JPMorgan Vice Chairman Jimmy Lee has died: Company

CNBC – by Everett Rosenfeld

JPMorgan Vice Chairman Jimmy Lee unexpectedly died on Wednesday, the company said. He was 62.

“It is with deep sorrow and a heavy heart that I inform you that our beloved friend and colleague, Jimmy Lee, unexpectedly passed away this morning,” JPMorgan Chairman and CEO Jamie Dimon said in a statement. “Jimmy was a great friend, leader and mentor to me and so many others.”  

James B. Lee Jr. led the company’s investment banking arm, and was known for his work on the syndicated loan market among other things.

He oversaw major mergers and acquisitions deals including the sale of General Electric assets, the General Motors and Alibaba IPOs (the two largest U.S. IPOs ever), the United-Continental merger and the Comcast-NBCUniversal merger, according to a company spokesman.(Disclosure: Comcast is the owner of NBCUniversal, the parent company of CNBC and CNBC.com.)
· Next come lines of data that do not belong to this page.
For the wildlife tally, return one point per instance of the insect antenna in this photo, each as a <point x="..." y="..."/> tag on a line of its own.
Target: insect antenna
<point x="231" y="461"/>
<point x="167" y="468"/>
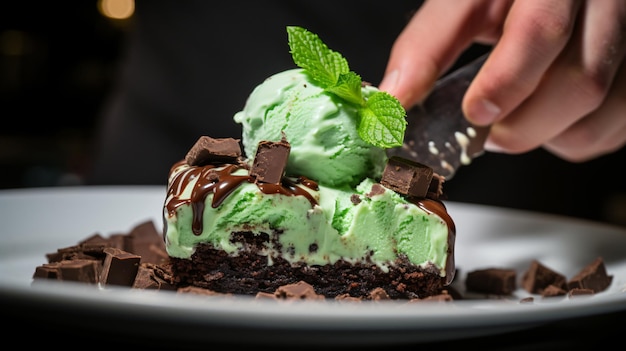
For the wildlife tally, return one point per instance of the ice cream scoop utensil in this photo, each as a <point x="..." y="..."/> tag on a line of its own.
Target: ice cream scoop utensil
<point x="438" y="134"/>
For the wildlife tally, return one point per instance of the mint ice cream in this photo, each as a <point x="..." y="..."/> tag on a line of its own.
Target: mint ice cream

“As Vice Chairman of our company and former head of our Investment Bank, Jimmy made an indelible and invaluable contribution to our company, our people, our clients and our industry over his nearly 40 years of dedicated and selfless service. Jimmy was a master of his craft, but he was so much more—he was an incomparable force of nature,” Dimon said in his statement.

Lee told CNBC in 2010 that he felt lucky for having his job.

“I love coming to work every day. I’m lucky in the sense that I get to work on, and many times run, our biggest transactions. I like the content of what I do and who I do it with,” he said at the time.

Lee was exercising at his home in Connecticut when he felt short of breath, CNBC learned.

He is survived by his wife Beth, and three children—Lexi, Jamie and Izzy—according to Dimon’s statement.

“I’ve got a great wife, I got three great kids. I love being with them. To me the family unit is an important sacred place and I enjoy that the most,” he told CNBC in 2010.

Hedge fund titan Dan Loeb shared a few thoughts on Lee’s passing:

Jimmy loved Wall Street more than anyone I’ve ever known. He wasn’t driven by money or deals but by his passion for people. There was no more loyal friend to be had on Wall Street, nor anyone whose wise counsel I valued more.
For example, when I told Jimmy I planned to send a Japanese CEO a letter announcing we were becoming active in its stock, he advised me to deliver it in person, which I did. When that act earned us praise in Japan for showing special sensitivity to the country’s cultural customs, I repaid him by making him a tee shirt that said, “I advised Dan Loeb on his investment in Sony and all I got was this lousy tee shirt.” Later, after Third Point became the first shareholder to meet with Fanuc in 40 years, Jimmy purchased a linen jacket in the company’s distinctive corporate color—bright yellow—for me.
My last correspondence with Jimmy was a note from him titled “Bragging,” where he told me about his son’s admission into a highly competitive securities analysis program at Columbia Business School. He signed off by telling me that despite his long and successful career, his “greatest accomplishment” was his children. With Jimmy’s passing, our community lost a little bit of its humanity and I lost the closest thing I’ve had to a big brother. My thoughts and prayers are with his family, who we discussed frequently, and who he was devoted to and loved so much.

—CNBC’s Kayla Tausche and Scott Wapner contributed to this report, as did Reuters.

http://www.cnbc.com/id/102764430

7 thoughts on “JPMorgan Vice Chairman Jimmy Lee has died: Company

  1. I wonder what he found out that he wasn’t supposed to know about. It would appear that exercising in your home can be detrimental to your health.

    1. He was vice chairman, so he probably knew it all. He may have had a bout of conscience troubling him that he had to be killed for, but I doubt it. This may be an actual, “natural causes” thing, but there’s really no telling at this point.

      His “loss of breath” may also have had something to do with a plastic bag being duct taped over his head. It’s kind of strange these days that someone with so much money would die at 62. (yes, rich people live longer, because they have access to doctors that aren’t trying to kill them)

  2. “Jimmy loved Wall Street more than anyone I’ve ever known. He wasn’t driven by money or deals but by his passion for people.”

    I call bullshit on the quoted statement. I also say that a ‘moneychanger is a moneychanger’. Yes, there are ‘individuals’ within most organizations, however…
    the expression of individuality is usually limited to trivial matters.

  3. After reading his long list of “achievements” in the banking industry, I seriously doubt he grew a conscience or discovered anything unsavory that he didn’t actively have a hand in orchestrating to begin with. Not buying anything choir boy about Jimmy Lee.

    1. That’s what I was thinking, mel. He’s so dirty he would probably get cleaner than he is/was by burrowing in mud on a fertilizer farm.

  4. Amazing how Jaime Dimon is still breathing. Guess they need him and still have use for him as a figurehead.

    Anyways, another one bites the dust.